You Get Thirsty and Drink. How Does Your Brain Signal You’ve Had Enough?
As neuroscientists ponder how and why we thirst, a group of researchers at the California Institute of Technology
has shed light on one small corner of the problem. Interested in how the brain keeps track of what the body is drinking, they
have identified a set of neurons that receive messages as thirsty mice gulp down water. Passed around in the brain’s
thirst centers, these messages seem to be behind the sensation of swift satisfaction that comes after a drink, and also suggest
that it’s not just what is drunk, but how it is slurped down, that affects the brain. If the circuits work the same
way in people, it may be key to understanding the neuroscience of what happens as we feel thirsty.

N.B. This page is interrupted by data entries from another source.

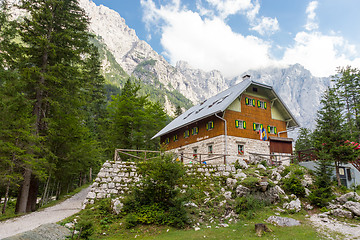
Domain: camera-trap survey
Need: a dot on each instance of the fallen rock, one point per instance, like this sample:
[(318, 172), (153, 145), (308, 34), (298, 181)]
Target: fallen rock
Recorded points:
[(344, 198), (242, 191), (260, 166), (242, 164), (227, 194), (117, 206), (283, 221), (230, 182), (341, 213), (293, 205), (354, 207)]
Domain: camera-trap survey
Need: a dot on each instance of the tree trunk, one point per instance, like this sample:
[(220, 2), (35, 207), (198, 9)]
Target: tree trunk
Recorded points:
[(44, 197), (23, 192), (6, 196), (337, 173), (33, 191), (90, 175)]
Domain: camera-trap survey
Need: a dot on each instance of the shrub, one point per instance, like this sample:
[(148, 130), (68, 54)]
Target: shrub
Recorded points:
[(85, 228), (156, 199), (250, 182), (248, 205), (293, 185)]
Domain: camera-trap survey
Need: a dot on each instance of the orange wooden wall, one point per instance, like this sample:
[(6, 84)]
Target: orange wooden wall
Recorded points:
[(248, 113)]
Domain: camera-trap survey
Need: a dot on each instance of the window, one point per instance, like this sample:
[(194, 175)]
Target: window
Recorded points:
[(210, 149), (250, 101), (210, 125), (262, 104), (195, 153), (257, 126), (240, 149), (186, 133), (194, 131), (272, 130), (240, 124)]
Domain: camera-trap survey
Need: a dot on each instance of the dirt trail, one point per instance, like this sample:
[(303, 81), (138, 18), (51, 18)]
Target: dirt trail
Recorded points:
[(49, 215)]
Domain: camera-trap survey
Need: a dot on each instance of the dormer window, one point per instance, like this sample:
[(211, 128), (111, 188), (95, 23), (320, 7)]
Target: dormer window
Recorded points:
[(250, 101), (210, 125), (261, 104), (240, 124), (272, 130), (186, 133)]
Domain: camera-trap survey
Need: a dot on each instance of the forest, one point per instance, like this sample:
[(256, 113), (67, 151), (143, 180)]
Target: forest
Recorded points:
[(59, 119)]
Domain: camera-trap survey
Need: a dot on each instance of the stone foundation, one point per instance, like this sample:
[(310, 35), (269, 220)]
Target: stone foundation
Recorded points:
[(116, 178)]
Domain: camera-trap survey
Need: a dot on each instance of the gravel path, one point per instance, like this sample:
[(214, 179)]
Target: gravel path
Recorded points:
[(48, 215), (329, 225)]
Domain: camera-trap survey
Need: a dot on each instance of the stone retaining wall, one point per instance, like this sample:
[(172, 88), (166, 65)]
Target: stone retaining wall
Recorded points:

In the last few years, biologists have been mapping the neurons within an area in the brain that regulates thirst,
said Yuki Oka, a professor at Caltech and senior author of the new paper, which was published Wednesday in Nature. Cells in
this region had been observed going quiet after an animal had water, but it was not clear exactly why.
A graduate student in Dr. Oka’s laboratory, Vineet Augustine, did a series of experiments with mice that had
been genetically modified to make tracing the connections between their neurons easier. In these experiments, when a neuron
caused another neuron to turn off, it got tagged, leaving a trail of bread crumbs through the brain.